Steckerlfisch: Der Fisch am Steckerl zwischen Isar und Wiesn
Steckerlfisch am Viktualienmarkt: rauchig, salzig, sofort

Am Markt und auf Volksfesten hängt der Geruch von Steckerlfisch wie ein Versprechen in der Luft. Makrele und Forelle sind die Klassiker; die Fischhaut blitzt, das Fleisch bleibt saftig. Der Stecker kommt durch Kopf und Schwanz, sitzt schräg über Glut oder Holzkohle.
Sein Name sagt, wie er gemacht wird: Steckerl, ein Stock, sorgt für Abstand zur Hitze und ermöglicht gleichmäßiges Garen. Gewürzt wird sparsam. Grobes Salz, etwas Pfeffer, manchmal Butter oder ein Spritzer Zitrone — nicht mehr. So bleibt die Fischfarbe klar, der Geschmack stichfest.
Tradition und Technik
Die Technik ist simpel, die Details entscheidend. Der Winkel des Steckers, die Holzart der Glut, der Abstand zum Feuer — erfahrene Grillmeister kennen ihre Schattierungen. Auf Festen tauschen sich Betreiber über Beech- oder Buchenholz aus; auf dem Land stehen gern Forelle und Saibling neben der Küstenmakrele.
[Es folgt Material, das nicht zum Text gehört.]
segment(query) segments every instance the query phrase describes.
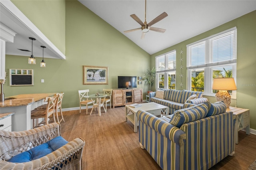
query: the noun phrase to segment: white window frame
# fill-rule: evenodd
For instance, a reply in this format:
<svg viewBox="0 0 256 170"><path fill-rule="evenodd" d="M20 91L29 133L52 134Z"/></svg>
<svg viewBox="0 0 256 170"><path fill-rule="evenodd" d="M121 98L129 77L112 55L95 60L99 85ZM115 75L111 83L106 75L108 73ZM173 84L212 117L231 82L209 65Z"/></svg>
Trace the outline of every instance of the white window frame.
<svg viewBox="0 0 256 170"><path fill-rule="evenodd" d="M234 78L235 82L236 82L236 53L237 53L237 47L236 43L237 41L237 35L236 35L236 27L234 27L224 32L221 32L206 38L204 38L203 40L198 41L196 42L192 43L191 44L187 45L187 51L188 51L188 47L189 46L192 45L196 43L199 43L203 42L205 41L206 43L210 43L210 40L214 37L217 37L222 34L227 33L228 32L235 30L235 50L234 52L234 58L232 60L229 60L226 61L220 62L219 63L211 63L210 60L212 58L212 55L210 51L210 45L206 45L206 47L209 47L209 48L206 47L205 49L205 63L206 63L204 65L198 65L198 66L191 66L190 65L191 64L191 57L190 57L189 55L190 54L188 52L187 53L187 69L188 71L188 83L187 89L188 90L191 90L192 88L192 76L191 72L193 69L202 68L204 69L204 95L209 96L215 96L216 93L212 93L212 74L213 71L212 68L216 67L221 67L225 66L226 65L232 65L232 77ZM231 96L231 98L232 99L236 99L236 91L233 91L232 93L230 94Z"/></svg>
<svg viewBox="0 0 256 170"><path fill-rule="evenodd" d="M164 68L168 68L168 62L166 62L168 61L168 54L169 54L170 53L175 53L175 63L174 65L174 68L173 69L164 69L162 70L159 70L158 69L158 58L160 57L162 57L164 55ZM159 81L158 80L158 76L159 74L164 74L164 89L168 89L168 73L170 72L174 72L174 74L175 75L175 77L176 77L176 50L174 49L170 51L167 52L164 54L162 54L160 55L158 55L156 57L156 89L162 89L162 88L160 88L159 87ZM176 86L176 79L175 78L175 88Z"/></svg>

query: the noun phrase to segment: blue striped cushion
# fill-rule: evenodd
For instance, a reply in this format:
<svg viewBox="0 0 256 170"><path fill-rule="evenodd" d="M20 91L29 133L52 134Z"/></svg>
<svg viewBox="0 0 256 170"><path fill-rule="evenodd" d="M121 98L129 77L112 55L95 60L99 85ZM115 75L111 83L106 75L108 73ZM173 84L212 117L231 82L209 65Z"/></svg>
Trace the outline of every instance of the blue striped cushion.
<svg viewBox="0 0 256 170"><path fill-rule="evenodd" d="M182 93L182 90L172 90L172 89L166 90L164 91L164 99L175 102L181 103L181 99Z"/></svg>
<svg viewBox="0 0 256 170"><path fill-rule="evenodd" d="M209 111L206 115L206 117L218 115L226 112L226 106L223 101L218 101L214 103L208 102L209 105Z"/></svg>
<svg viewBox="0 0 256 170"><path fill-rule="evenodd" d="M180 128L183 124L192 122L206 117L208 112L208 103L204 103L174 112L170 123Z"/></svg>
Steckerlfisch ist kein Gericht für Schickimicki. Er ist Straßenküche, Biergartengericht, Erinnerung an laue Sommerabende. Wenn der erste Biss knackt und der Rauch auf Zunge und Nase bleibt, ist das ein Stück bayerische Gelassenheit: Fisch vom Stock, Bier in der Hand, die Isar im Blick.